Last week a group of us started a citizen’s petition to amend the current Town Meeting warrant with the hopes of returning to the original two-school model (no greater than 490 students at Winthrop). It is our firm belief that, not only is building a small school at the centrally-located Winthrop site the right decision for the students of Ipswich, but it is also the plan that has the best chance of passing at the ballot box.
It’s important to note that by no means does this group plan on abandoning Doyon and its families. Quite the opposite. We are as committed to Doyon as we are to Winthrop. This plan would seek to allocate funds for critical and immediate improvements to Doyon. More importantly, however, we ask the School Committee and superintendent to immediately submit another Statement of Interest to the MSBA to ensure Doyon gets approved for 45 percent funding for its comprehensive rebuild at the earliest opportunity. Recent information gleaned from the MSBA in a conference call with town officials indicated that this is an entirely appropriate option for the town should we decide to go this route. More than 20 towns in Massachusetts have received funding for two separate schools, the large majority in fewer than five years, some even in concurrent years. The immediate effect of the rebuilt school at Winthrop would be to lighten the burden on the overcrowded Doyon School as it would take in families from the “gray zone.”

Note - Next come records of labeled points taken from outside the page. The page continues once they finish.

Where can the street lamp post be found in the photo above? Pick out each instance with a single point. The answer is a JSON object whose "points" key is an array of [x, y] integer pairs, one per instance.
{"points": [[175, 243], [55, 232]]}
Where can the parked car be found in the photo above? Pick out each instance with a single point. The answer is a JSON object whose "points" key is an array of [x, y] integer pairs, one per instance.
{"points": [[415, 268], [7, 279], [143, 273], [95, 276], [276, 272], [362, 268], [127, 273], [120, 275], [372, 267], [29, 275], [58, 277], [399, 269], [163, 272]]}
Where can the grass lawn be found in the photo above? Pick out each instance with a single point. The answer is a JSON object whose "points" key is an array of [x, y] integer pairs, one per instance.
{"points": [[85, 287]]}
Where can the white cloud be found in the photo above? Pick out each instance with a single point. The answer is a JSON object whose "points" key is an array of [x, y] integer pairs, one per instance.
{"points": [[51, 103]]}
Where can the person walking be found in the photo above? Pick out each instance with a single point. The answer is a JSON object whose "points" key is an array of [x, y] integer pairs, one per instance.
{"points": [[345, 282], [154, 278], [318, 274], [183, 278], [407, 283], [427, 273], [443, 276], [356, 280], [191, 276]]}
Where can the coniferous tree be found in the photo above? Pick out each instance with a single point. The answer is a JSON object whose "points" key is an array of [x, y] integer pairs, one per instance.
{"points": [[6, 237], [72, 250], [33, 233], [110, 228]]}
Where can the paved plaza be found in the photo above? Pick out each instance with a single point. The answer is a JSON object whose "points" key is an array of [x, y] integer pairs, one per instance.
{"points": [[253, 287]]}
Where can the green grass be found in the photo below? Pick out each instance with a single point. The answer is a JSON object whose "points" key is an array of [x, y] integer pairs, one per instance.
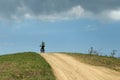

So, how could this plan be more palatable to voters, regardless of whether citizens have children in the public schools? For one, it reduces the enormous sticker shock of the combined one school tax burden. Current estimates for a combined school at Doyon is somewhere in the ballpark of $66 million, and that is not taking into account the potential (likely?) additional millions due to lack of town sewer lines and gas lines at the proposed Doyon site. The 420 configuration at Winthrop should cost roughly just over half, and much of the site evaluation has already been completed. Taking a two-school, multi-phased approach maximizes the potential state funding, but with less-frightening incremental tax increases instead of a drastic, politically-harmful surge in taxes. It shows a restraint and pragmatism that many voters can get behind.
On more of an emotional level, many of us feel that taking a school away from our downtown strips the community of a key source of its energy and lifeblood. The original mandate the School Committee had in place for deciding site placement was that it should be centrally-located. We cannot lose sight of this. Schools and its student population are always a hub of activity for any community and to take away one of its major hubs while trying to attract people and businesses to the town just doesn’t make any sense. We want a bustling, thriving town, not a ghost town.
I could launch into many other persuasive reasons for the two smaller school solution (dramatically less busing burdens, environmental factors, easier accessibility, increased ability for those without vehicles to attend after-school activities (ACE) and teacher meetings, the higher rates of achievement at small schools…) but I believe if you take anything away from this column, it should be this: A two-school solution is both better for the young people of Ipswich and will have a much better chance of success at Town Meeting and the ballot. It is a plan that is pro-child, pro-family, pro-Winthrop, pro-Doyon, pro-taxpayer and ultimately pro-Ipswich.